When the next time the same pattern comes up, it is a great harvest if you think, "That stereotype is coming up again." As you watch, you will hear the voice in your mind saying, "Maybe I don't need to be too bound by that stereotype," or "Let's try a different way of thinking."

It's good to follow that voice of mind and experiment a little bit. You don't have to jump from a high place all at once. You just need to try a few small steps.

Then observe how the "recurring pattern" changes as a result of the experiment. In addition to observing the event itself, observe your negative emotions, in particular. If there is a slight difference and it seems to be heading in the desired direction for you, you can move on to a larger experiment, or if it doesn't feel right, you can try something different.

The experience of breaking out of one's shell is not necessarily a painful one.

"Huh? I thought the experience of breaking out of my shell was a pretty big, long, painful one to get over, but is it really such a small, familiar thing?" Some of you may have wondered like this.

I believe that the experience of breaking out of one's shell is not necessarily a painful one. Rather, I like the feeling of creating a game-like "breaking out of one' s shell" experience from within.

Of course, the experiences described in the first half of this article, which are caused by changes in the external environment, may not always be enjoyable like a game, and many of them may be painful.

However, an out-of-one's-shell experience that comes from within, based on the change of living in subjective truth, depends on our mind, and can be enjoyable or exciting, according to the design of the experience.

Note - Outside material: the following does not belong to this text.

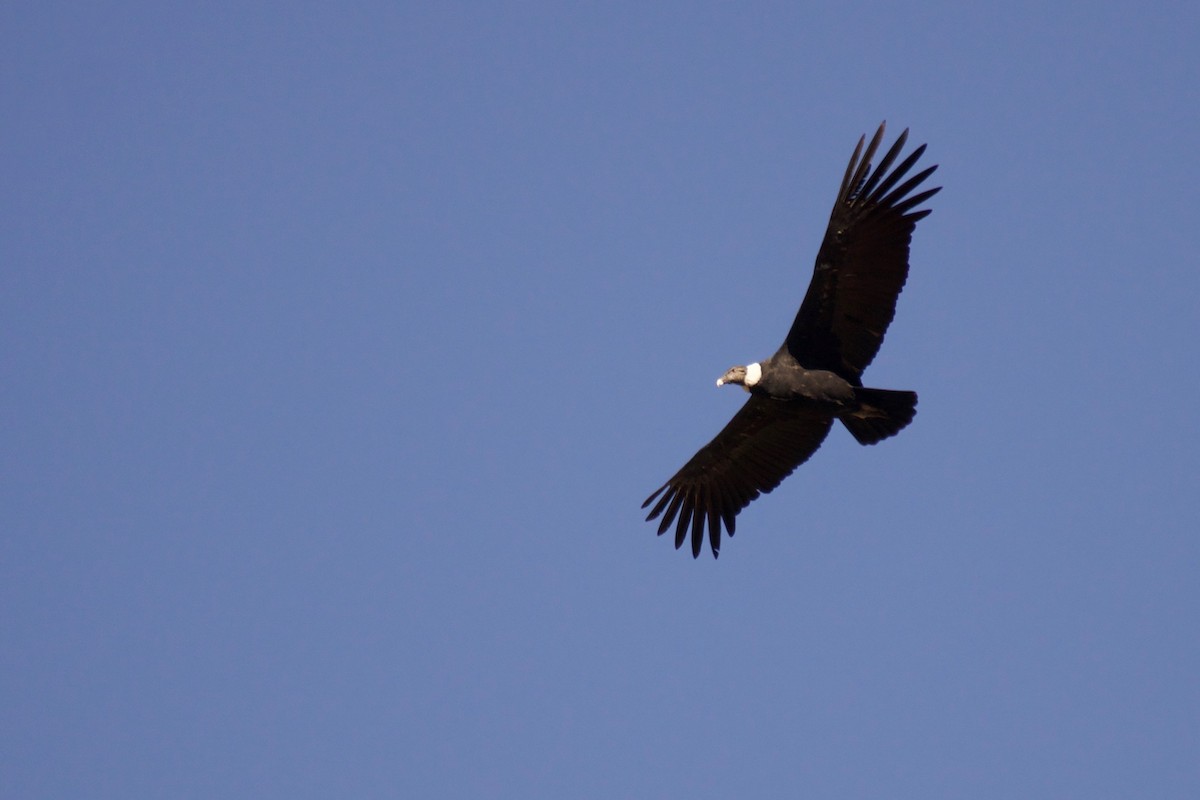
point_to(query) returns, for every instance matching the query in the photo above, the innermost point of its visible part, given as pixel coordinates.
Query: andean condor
(816, 376)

I am now on a journey of adaptive challenges, "self-expression = transmitting my subjective truths and my identity while maintaining harmony between my identity and the people around me." Writing articles in this way is also an aspect of responding to my adaptive challenge.

And I'm working on this journey more like a video game than a painful one, wondering what kind of monster (challenge) I'm going to encounter next.

In this way, if we let go of the stereotype that we have to go through painful experiences in order to grow as a leader, we will be able to engage in more positive, continuous, "breaking out of our shell" experiences and continue to grow.

Here are the quests of the day. (If you'd like, please share your thoughts in the comments.)

・What experiences have you had that have been opportunities for growth which had been triggered by your inner changes, if any?

・What are the recurring patterns around you right now, accompanied by negative emotions, if any?